Tatsächlich steht dem Schweden ab Ende des Jahres mit der neuen S-Klasse wieder ein Renditegarant zur Verfügung. Hinzu kommt ab 2021 die nächste Generation des Bestsellers C-Klasse. Alle wichtigen SUVs wie der GLE sind darüber hinaus nach hartnäckigen Produktionsproblemen im vergangenen Jahr wieder voll verfügbar. Der Anteil der schweren Modelle mit hohen Margen am Gesamtabsatz der Marke mit dem Stern dürfte folglich zunehmen. Mit den Gewinnen will Källenius alle Baureihen unter Strom setzen. Auch Maybach und AMG sollen elektrisch werden.

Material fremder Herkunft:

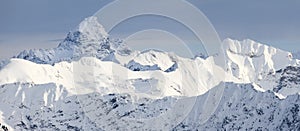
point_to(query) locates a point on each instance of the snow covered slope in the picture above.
(93, 82)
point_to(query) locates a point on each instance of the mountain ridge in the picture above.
(89, 71)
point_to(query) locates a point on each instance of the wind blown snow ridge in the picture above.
(93, 82)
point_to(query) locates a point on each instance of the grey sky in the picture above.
(41, 23)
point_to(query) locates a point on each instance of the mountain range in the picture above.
(93, 82)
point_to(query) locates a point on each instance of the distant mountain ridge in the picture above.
(93, 82)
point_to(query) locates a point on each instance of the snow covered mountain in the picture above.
(93, 82)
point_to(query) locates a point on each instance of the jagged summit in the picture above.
(89, 30)
(94, 82)
(89, 39)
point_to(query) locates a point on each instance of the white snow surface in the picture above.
(89, 66)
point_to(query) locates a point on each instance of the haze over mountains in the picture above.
(94, 82)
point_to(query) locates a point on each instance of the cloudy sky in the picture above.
(43, 23)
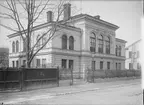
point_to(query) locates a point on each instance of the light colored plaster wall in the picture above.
(57, 40)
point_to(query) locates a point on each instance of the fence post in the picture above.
(93, 75)
(22, 71)
(71, 76)
(58, 76)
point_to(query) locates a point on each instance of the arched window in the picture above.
(107, 45)
(116, 50)
(44, 41)
(13, 46)
(92, 42)
(38, 41)
(17, 46)
(71, 43)
(100, 48)
(24, 44)
(64, 42)
(119, 50)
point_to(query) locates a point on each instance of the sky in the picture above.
(125, 14)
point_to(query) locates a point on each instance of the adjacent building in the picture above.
(133, 56)
(4, 57)
(84, 42)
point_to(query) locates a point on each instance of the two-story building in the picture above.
(84, 42)
(133, 56)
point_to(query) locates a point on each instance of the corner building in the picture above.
(84, 42)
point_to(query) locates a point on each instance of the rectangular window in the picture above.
(70, 64)
(130, 65)
(101, 64)
(64, 63)
(38, 62)
(92, 44)
(137, 54)
(13, 63)
(93, 65)
(44, 63)
(108, 65)
(17, 64)
(24, 62)
(119, 66)
(130, 54)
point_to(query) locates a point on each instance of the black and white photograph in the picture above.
(71, 52)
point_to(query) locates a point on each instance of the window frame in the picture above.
(100, 44)
(64, 41)
(71, 43)
(92, 42)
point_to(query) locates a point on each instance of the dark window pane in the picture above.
(64, 42)
(101, 64)
(64, 63)
(71, 64)
(71, 43)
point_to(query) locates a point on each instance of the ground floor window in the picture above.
(101, 64)
(108, 65)
(93, 65)
(13, 64)
(70, 64)
(64, 63)
(44, 63)
(37, 62)
(119, 66)
(130, 65)
(17, 64)
(24, 62)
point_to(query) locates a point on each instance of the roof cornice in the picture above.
(46, 25)
(86, 16)
(120, 40)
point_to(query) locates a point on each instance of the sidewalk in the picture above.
(9, 98)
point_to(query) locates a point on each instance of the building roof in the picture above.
(45, 25)
(94, 18)
(76, 17)
(134, 43)
(121, 40)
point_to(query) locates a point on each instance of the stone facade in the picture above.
(133, 56)
(80, 27)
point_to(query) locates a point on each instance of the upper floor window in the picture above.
(101, 64)
(116, 50)
(100, 48)
(38, 41)
(71, 43)
(92, 42)
(44, 42)
(107, 45)
(119, 50)
(17, 46)
(64, 42)
(24, 44)
(13, 46)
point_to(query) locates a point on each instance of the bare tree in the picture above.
(32, 10)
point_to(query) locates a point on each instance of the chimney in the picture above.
(49, 16)
(67, 11)
(98, 16)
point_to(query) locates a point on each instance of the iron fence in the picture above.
(95, 74)
(22, 78)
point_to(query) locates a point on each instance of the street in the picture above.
(128, 94)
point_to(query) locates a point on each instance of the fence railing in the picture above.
(21, 78)
(95, 74)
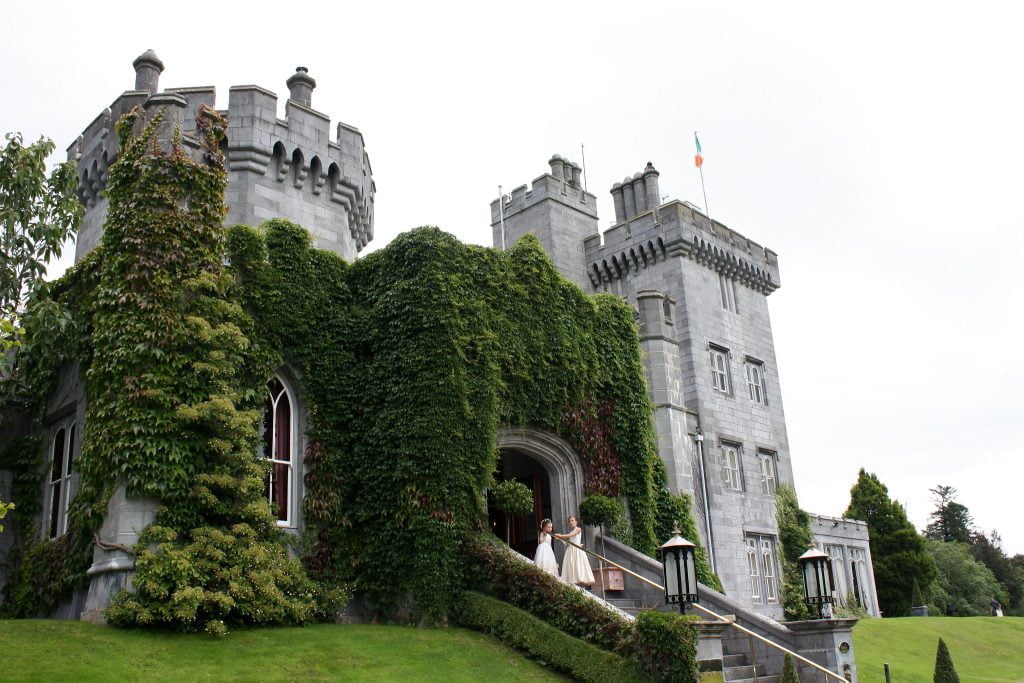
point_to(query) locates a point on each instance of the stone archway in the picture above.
(562, 470)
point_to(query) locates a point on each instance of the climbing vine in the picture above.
(409, 361)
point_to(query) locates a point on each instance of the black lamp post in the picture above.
(818, 581)
(679, 563)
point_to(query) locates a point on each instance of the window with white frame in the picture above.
(837, 556)
(719, 368)
(727, 288)
(767, 461)
(861, 584)
(61, 457)
(756, 381)
(763, 568)
(730, 467)
(279, 447)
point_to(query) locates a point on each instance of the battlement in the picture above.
(290, 168)
(647, 233)
(561, 185)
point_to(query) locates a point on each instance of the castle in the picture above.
(698, 289)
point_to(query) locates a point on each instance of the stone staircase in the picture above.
(736, 669)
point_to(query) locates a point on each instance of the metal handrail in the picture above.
(712, 613)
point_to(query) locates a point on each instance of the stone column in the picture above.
(650, 182)
(827, 642)
(640, 194)
(629, 201)
(300, 86)
(616, 200)
(557, 167)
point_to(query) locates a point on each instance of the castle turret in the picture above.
(276, 168)
(300, 86)
(557, 210)
(147, 70)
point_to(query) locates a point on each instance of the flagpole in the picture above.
(700, 169)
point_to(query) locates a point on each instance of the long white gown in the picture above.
(576, 564)
(545, 556)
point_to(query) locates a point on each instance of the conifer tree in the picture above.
(897, 550)
(944, 671)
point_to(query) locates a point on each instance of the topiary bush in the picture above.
(512, 498)
(664, 646)
(514, 627)
(944, 671)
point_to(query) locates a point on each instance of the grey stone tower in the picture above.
(700, 295)
(557, 210)
(276, 168)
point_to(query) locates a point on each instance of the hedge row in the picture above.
(540, 641)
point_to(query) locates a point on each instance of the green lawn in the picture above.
(47, 650)
(983, 648)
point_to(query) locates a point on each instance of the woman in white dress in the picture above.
(545, 556)
(576, 564)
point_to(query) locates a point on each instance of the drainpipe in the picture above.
(698, 437)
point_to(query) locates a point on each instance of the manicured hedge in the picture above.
(492, 568)
(540, 641)
(664, 646)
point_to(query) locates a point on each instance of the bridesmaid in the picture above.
(545, 556)
(576, 564)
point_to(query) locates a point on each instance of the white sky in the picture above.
(878, 152)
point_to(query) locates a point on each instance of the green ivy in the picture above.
(795, 537)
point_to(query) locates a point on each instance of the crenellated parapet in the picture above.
(278, 168)
(646, 236)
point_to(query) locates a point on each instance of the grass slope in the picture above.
(36, 650)
(983, 648)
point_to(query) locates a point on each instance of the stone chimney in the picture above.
(300, 86)
(147, 69)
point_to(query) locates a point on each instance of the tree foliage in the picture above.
(38, 214)
(897, 550)
(950, 520)
(963, 587)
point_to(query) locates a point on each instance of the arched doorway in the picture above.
(549, 467)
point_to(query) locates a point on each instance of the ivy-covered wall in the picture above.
(410, 359)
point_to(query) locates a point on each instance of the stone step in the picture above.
(734, 660)
(738, 673)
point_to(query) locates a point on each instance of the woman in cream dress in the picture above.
(545, 556)
(576, 564)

Eines wird der Daimler-Boss wahrscheinlich nicht erreichen: LVMH zu übertreffen. Der Luxuskonzern erzielt mit Marken wie Louis Vuitton oder Tiffany’s zweistellige Renditen in Milliardenhöhe. Källenius ahnt, dass diese Dimension mit dem Verkauf von Autos kaum zu erreichen sein wird. Aber wenigstens ist jetzt das Ziel klar, das für die nächsten Jahre gilt. Für den Chefsanierer der Daimler AG wird es keine einfache Zeit.